I Musici de Montreal Dazzle and Beguile

I Musici de Montreal

Yuli Turovsky, conductor

Alix Goolden Performance Hall
August 8, 2007

By Deryk Barker

"What a sextet - and what a fugue at the end - it's a pleasure. Awful, how pleased I am with myself!"

So wrote Tchaikovsky to his brother, Modest, regarding his recently completed string sextet Souvenirs de Florence.

I Musici de Montreal and conductor Yuli Turovsky closed their spectacular concert on Wednesday night with a ravishing performance of Tchaikovsky's most popular and sunniest chamber work.

Yes, the playing was astonishingly accurate and ensemble immaculate, even during some of Turovsky's more dramatic rubatos. They even managed to tame the Alix Goolden's notoriously bright acoustic.

But you don't get to make over 40 recordings with a major independent label just for playing nicely together and, indeed, there was more to the playing than simply accuracy and intonation.

The energy and momentum of the work's opening, for example, was all but overwhelming; the slow movement featured exquisite solo violin and cello over delicate pizzicatos. The scherzo, a little sombre perhaps, reminding us of its composer nationality, nevertheless possessed plenty of life and the razor-sharp final chord was miraculous.

Although the finale was far from rushed, it was tremendously exciting and brought the evening to a thoroughly satisfying close - and the audience to its feet.

Turovsky directed what I imagine to be a very Russian performance, soulful and featuring some fairly extreme rubato - which is very risky indeed, unless you are directing a group of this calibre. (I noticed a fair amount of eye contact between the players, almost as if they were playing chamber music.)

The evening opened with Mozart's Divertimento, K.136 - something of a repertoire staple in this town. The quick, outer movements were light and airy, with playing as smooth as silk; the slow movement was quite lovely.

From a modern perspective, this was in some ways a distinctly old-fashioned performance, with some exaggerated dynamics and dramatic rallentandos at the close. I think Mozart is man enough to survive, though, and when the playing is this good, it would take one far more stony-hearted than I to demur.

Borodin's "Chamber Symphony" turns out - as I realised, while waiting in the queue to get into the hall, it probably would - to be an arrangement of the composer's well-known String Quartet No.2

The arrangement, by Lucas Drew, was most effective and the added weight of the sound was almost enough to persuade me that I enjoy it more than the original - heretical thought though that may be.

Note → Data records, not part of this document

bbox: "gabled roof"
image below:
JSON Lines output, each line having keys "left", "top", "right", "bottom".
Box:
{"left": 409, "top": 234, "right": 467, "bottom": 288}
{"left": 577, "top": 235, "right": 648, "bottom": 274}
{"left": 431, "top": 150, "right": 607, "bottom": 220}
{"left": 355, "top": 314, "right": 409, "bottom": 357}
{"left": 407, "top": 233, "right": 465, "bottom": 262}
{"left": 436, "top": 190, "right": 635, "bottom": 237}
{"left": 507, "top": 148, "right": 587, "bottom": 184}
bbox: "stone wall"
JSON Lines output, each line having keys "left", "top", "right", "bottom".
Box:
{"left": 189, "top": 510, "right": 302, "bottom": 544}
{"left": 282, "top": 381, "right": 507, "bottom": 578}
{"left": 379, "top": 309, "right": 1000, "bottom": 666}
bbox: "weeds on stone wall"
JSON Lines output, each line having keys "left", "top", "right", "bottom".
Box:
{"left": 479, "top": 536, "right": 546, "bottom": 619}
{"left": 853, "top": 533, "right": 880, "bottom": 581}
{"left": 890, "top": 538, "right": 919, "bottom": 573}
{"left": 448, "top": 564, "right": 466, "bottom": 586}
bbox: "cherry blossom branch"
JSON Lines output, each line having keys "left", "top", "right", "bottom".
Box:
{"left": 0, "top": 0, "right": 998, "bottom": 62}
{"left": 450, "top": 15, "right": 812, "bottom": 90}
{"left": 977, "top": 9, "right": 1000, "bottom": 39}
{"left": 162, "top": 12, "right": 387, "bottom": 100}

Turovsky directed a lush, atmospheric and engaging performance. Once more there were some extreme, almost mannered tempo changes and dynamics, but they seem far less out of place in this type of music. The only place where Turovsky did, to my ears, go too far was the accelerating cello line which launches the quicker music of the finale.

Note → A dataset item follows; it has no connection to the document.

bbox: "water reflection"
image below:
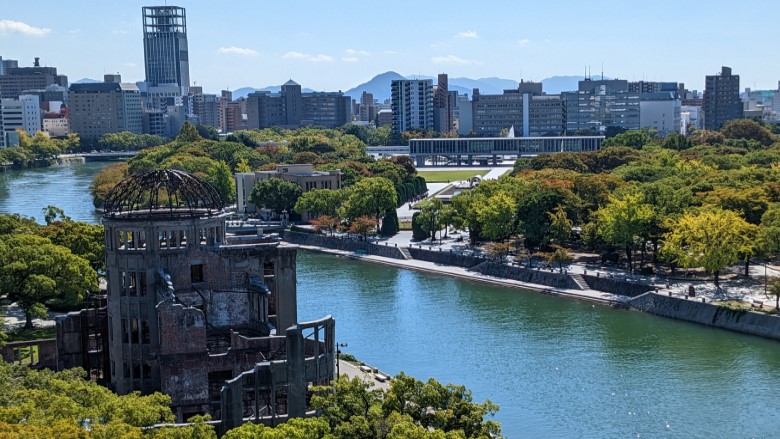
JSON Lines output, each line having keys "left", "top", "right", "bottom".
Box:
{"left": 297, "top": 251, "right": 780, "bottom": 438}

So slowly did it begin and so dramatic was the accelerando that, for one brief, surrealistic moment, I thought we were listening to the theme from Jaws.

Dennis Gougeon's Coups d'archets was composed for I Musici de Montreal's fifteenth anniversary in 1998.

The work begins with a highly linear cello solo - Turovsky demonstrating that he has not lost his touch on his instrument - with plenty of glissando harmonics. After a short time there sounded what seemed at first to be an echo coming from back stage. It soon transpired to be coming from the rest of the group, who walked onto the stage while playing - at which point Turovsky handed the cello back to its player and exchanged his bow for a stick to direct the rest of the piece.

From this moment on the work became a dazzling showcase for the virtuosity of the group - both individually and collectively; you most emphatically do not hear string playing like this every day. And rarely have I heard such an enthusiastic and deserved response in this town for a work written within the last decade.

This was a much-anticipated evening and I doubt that anyone was disappointed. It is surely a mark of great music-making that, even if one disagrees with the interpretation, it nonetheless engages and moves.

Let us all hope that I Musici de Montreal do not wait another twenty years to visit.